The First “Fast Food”


Coffeehouses became popular in the Middle East as early as the 15th century. But the espresso is a relatively modern addition to cafe menus, as it wasn’t invented until the late 19th century. Espresso is an Italian word meaning “fast” or “express.” The beverage’s name is fitting, as it’s considered by some to be the first example of “fast food.”


Coffee was popular in 19th-century Europe, but the boiled-water process of brewing it was time-consuming. To speed up production, in 1884, Italian inventor Angelo Moriondo patented a “new steam machinery for the economic and instantaneous confection of coffee beverages.” This was essentially a prototype of the espresso machine, although his invention could only produce the beverage in bulk.

Shortly after, Italian inventor Luigi Bezzera created the first known machine to use pressure to force steam and hot water through ground coffee into an individual cup.
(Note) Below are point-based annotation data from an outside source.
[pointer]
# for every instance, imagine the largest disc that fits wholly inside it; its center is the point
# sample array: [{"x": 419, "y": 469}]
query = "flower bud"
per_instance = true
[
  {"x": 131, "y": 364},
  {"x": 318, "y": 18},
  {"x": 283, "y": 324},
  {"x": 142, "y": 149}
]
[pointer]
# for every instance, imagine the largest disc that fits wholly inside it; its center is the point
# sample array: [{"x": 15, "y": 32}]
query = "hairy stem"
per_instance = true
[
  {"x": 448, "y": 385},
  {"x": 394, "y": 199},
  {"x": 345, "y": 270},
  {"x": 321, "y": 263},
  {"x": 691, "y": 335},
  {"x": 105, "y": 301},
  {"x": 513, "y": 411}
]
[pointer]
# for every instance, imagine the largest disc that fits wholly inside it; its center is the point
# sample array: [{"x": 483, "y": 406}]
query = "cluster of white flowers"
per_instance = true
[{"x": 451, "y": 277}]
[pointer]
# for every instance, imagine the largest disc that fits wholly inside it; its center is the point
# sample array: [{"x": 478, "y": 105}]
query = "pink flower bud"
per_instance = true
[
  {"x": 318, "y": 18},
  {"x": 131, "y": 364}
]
His machine provided customers with the freshest possible brew and reduced the brewing time to only 30 seconds. In 1903, Bezzera’s patents were purchased by Desiderio Pavoni. Pavoni improved the machine by adding the pressure-release valve and the steam wand for frothing beverages. Together, Pavoni and Bezzera introduced their new coffee machine called the Ideale and their new product, caffè espresso, at the 1906 World’s Fair in Milan.

The Best Espresso Beans

Espresso Science


There are many factors in making an espresso that contribute to the drink’s distinctive flavor. For one, the finely ground coffee beans provide more surface contact with the water, which produces a highly flavored and aromatic brew. The quality of the finished product can be impacted by the gauge pressure, water temperature, duration of extraction, and the volume produced. Even small variations in the size of the coffee particles in the grind can change the flavor.


The quality of the espresso machine is also an important factor. To produce a high-quality brew, the pressure and temperature should remain absolutely consistent from shot to shot. Such uniformity is difficult to achieve, and the high price of top-ranked espresso machines is often due to their ability to deliver that all-important consistency.
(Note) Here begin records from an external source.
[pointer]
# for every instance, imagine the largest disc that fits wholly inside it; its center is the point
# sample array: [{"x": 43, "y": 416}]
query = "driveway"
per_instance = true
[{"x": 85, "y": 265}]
On a well-pulled shot, the golden to reddish-brown foam called “crema” should linger on the surface for 1-2 minutes instead of dissipating immediately. By blanketing the surface, the crema helps trap the aromatics in the drink below. The crema is traditionally considered a key element of a well-prepared espresso shot. But in recent years, some baristas have begun skimming the crema off the shot before serving, resulting in a sweeter-tasting shot. Regardless of its presentation, a shot of espresso should be consumed immediately before its aromas dissipate.

Espresso Science

The Best Espresso Beans


The machine is a key factor in making great espresso, but it’s also important to select the right coffee beans to brew. While it’s traditionally made with a darker roast, using coffee beans strictly labeled as “espresso” isn’t necessary. 


The espresso procedure amplifies the distinct flavors of the beans – both good and bad – so roasters often use a blend of beans from different sources. Beans may also be roasted to different degrees to bring out various levels of fruity, floral, spicy, or earthy flavors. Much like vintners blend wine grapes, baristas can blend coffees to balance the best qualities of individual beans.


Regardless of the beans you choose, it’s important to ensure you’re using the coffee at its prime to ensure freshness. Coffee is usually “rested” for a few days after roasting to allow for the off-gassing of CO2, which affects brewing, so the ideal timing for individual beans can vary based on how they were packaged. But as a general rule, beans should start being used within several weeks of roasting and packages should be finished quickly once opened.